Refactoring methods in existing code base with huge number of parameters

Refactoring methods in existing code base with huge number of parameters - methods

I have inherited an existing code base where the "features" are as follows:
huge monolithic classes with
(literally) 100's of member variables
and methods that go one for pages
(er. screens)
public and private methods with a large number of arguments.
I am trying to clean up and refactor the code, to leave it a little better
than how I found it. So my questions
is worth it (or do you) refactor methods with 10 or so arguments so that they are more readable ?
are there best practices on how long methods should be ? How long do you usually keep them?
are monolithic classes bad ?

is worth it (or do you) refactor methods with 10 or so arguments so that they are more readable ?
Yes, it is worth it. It is typically more important to refactor methods that are not "reasonable" than ones that already are nice, short, and have a small argument list.
Typically, if you have many arguments, it's because a method does too much - most likely, it should be a class of it's own, not a method.
That being said, in those cases when many parameters are required, it's best to encapsulate the parameters into a single class (ie: SpecificAlgorithmOptions), and pass one instance of that class. This way, you can provide clean defaults, and its very obvious which methods are essential vs. optional (based on what is required to construct the options class).
are there best practices on how long methods should be ? How long do you usually keep them?
A method should be as short as possible. It should have one purpose, and be used for one task, whenver possible. If it's possible to split it into separate methods, where each as a real, qualitative "task", then do so when refactoring.
are monolithic classes bad ?
Yes.

if the code is working and there is no need to touch it, i wouldn't refactor. i only refactor very problematic cases if i anyway have to touch them (either for extending them for functionality or bug-fixing). I favor the pragmatic way: Only (in 95%) touch, what you change.
Some first thoughts on your specific problem (though in detail it is difficult without knowing the code):
start to group instance variables, these groups will then be target to do 'extract class'
when having grouped these variables you hopefully can group some methods, which also be moved when doing 'extract class'
often there are many methods which aren't using any fields. make them static (they most likely are helper methods, which can be extracted to helper-classes.
in case non-related instance fields are mixed in many methods, do loads of 'extract method'
use automatic refactoring tools as much as possible, because you most likely have no tests in place and automation is more safe.
Regarding your other concrete questions.
is worth it (or do you) refactor methods with 10 or so arguments so that they are more readable?
definetely. 10 parameters are too many to grasp for us humans. most likely the method is doing too much.
are there best practices on how long methods should be ? How long do you usually keep them?
it depends... on preferences. i stated some things on this thread (though the question was PHP). still i would apply these numbers/metrics to any language.
are monolithic classes bad ?
it depends, what you mean with monolithic. if you mean many instance variables, endless methods, a lot of if/else complexity, yes.
also have a look at a real gem (to me a must have for every developer): working effectively with legacy code

Assuming the code is functioning I would suggest you think about these questions first:
is the code well documented?
do you understand the code?
how often are new features being added?
how often are bugs reported and fixed?
how difficult is it to modify and fix the code?
what is the expected life of the code?
how many versions of the compiler are you behind (if at all)?
is the OS it runs on expected to change during its lifetime?
If the system will be replaced in five years, is documented well, will undergo few changes, and bugs are easy to fix - leave it alone regardless of the size of the classes and the number of parameters.
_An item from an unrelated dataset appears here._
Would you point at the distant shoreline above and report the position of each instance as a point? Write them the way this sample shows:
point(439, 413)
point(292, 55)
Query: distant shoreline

If you are determined to refactor make a list of your refactoring proposals in the order of maximum benefit with minimum changes and attack it incrementally.

Related

Monolithic Methods - Disadvantages

Let's say I am creating a MATH class and need to provide a method to process two numbers. [
Instead of providing the traditional mechanism of have methods for each possible operation I provide a single method eval: float eval(ArgObj); where ArgObj is an object which can hold two numbers and an operator. Thus now with a single method I can do multiple operations.
What are the disadvantages of this design?
Two certain disadvantages are maintenance and documentation as eval get the ability to process more operations.
What are the other disadvantages that I am missing out here?
Update:
What I am trying to figure out are negatives of a large monolithic method, the above example is just hypothetical another similar example would be a method like
float doSomething(int basedOn)
where doSomething can do a bunch of operations.

Reading code should be a pleasurable experience, knowing what a method does should be blatantly obvious.
Would you also like to reduce the English language to 10 words? Of course not...
Learn from well-used and well-loved APIs, and ensure your API is easy to learn, easy to use, and difficult to misuse.
I would suggest doSomething doesn't come close. What happens when you need a different action, do you call the new method doSomething2? Hopefully, you don't see that as a viable option...

How do you go about splitting a class with TDD?

I feel pretty skilled in TDD, and I'm even consired the "TDD expert" in my company, but nevertheless, there are some cases that I feel I don't know how to handle properly, so I would like to hear other's opinions.
My problems is as follows:
Even though in general TDD helps me think of the core responsibility of a class, and extract every other responsibility to dependent classes, there are cases that after some time I realize that one of the classes has multiple responsibilities and it needs to be refactored and split it into 2 classes. This conclusion often comes because the tests of that class start to become complicated or repetitive. I can pretty easily do refactoring to split this class to the design I want (and I do it in small steps, keeping on the green bar). My problem is that I end up with the same complicated and repetitive tests that now tests the 2 classes together, while I would like to have seperate tests for each class.
The only (more-or-less safe) manner I could think of for doing that, is to do the following for each test (after I completed the refactoring of the production code):
Duplicate the test case
Change one copy of the test to use a mock instead of the 1st class, and the other copy of the test to use a mock instead of the 2nd class.
Then if I see that an identical test already exists for one of the copies, I delete it.
I think that sometimes its possible to do the following:
start by creating the 2 classes from scratch (using TDD of course)
Change the old tests to use the new classes instead of the old one
Delete the old class
Delete the old tests
Both of these techniques seems pretty cumbersome and time consuming, so I wonder: how do the "real experts" go about this issue?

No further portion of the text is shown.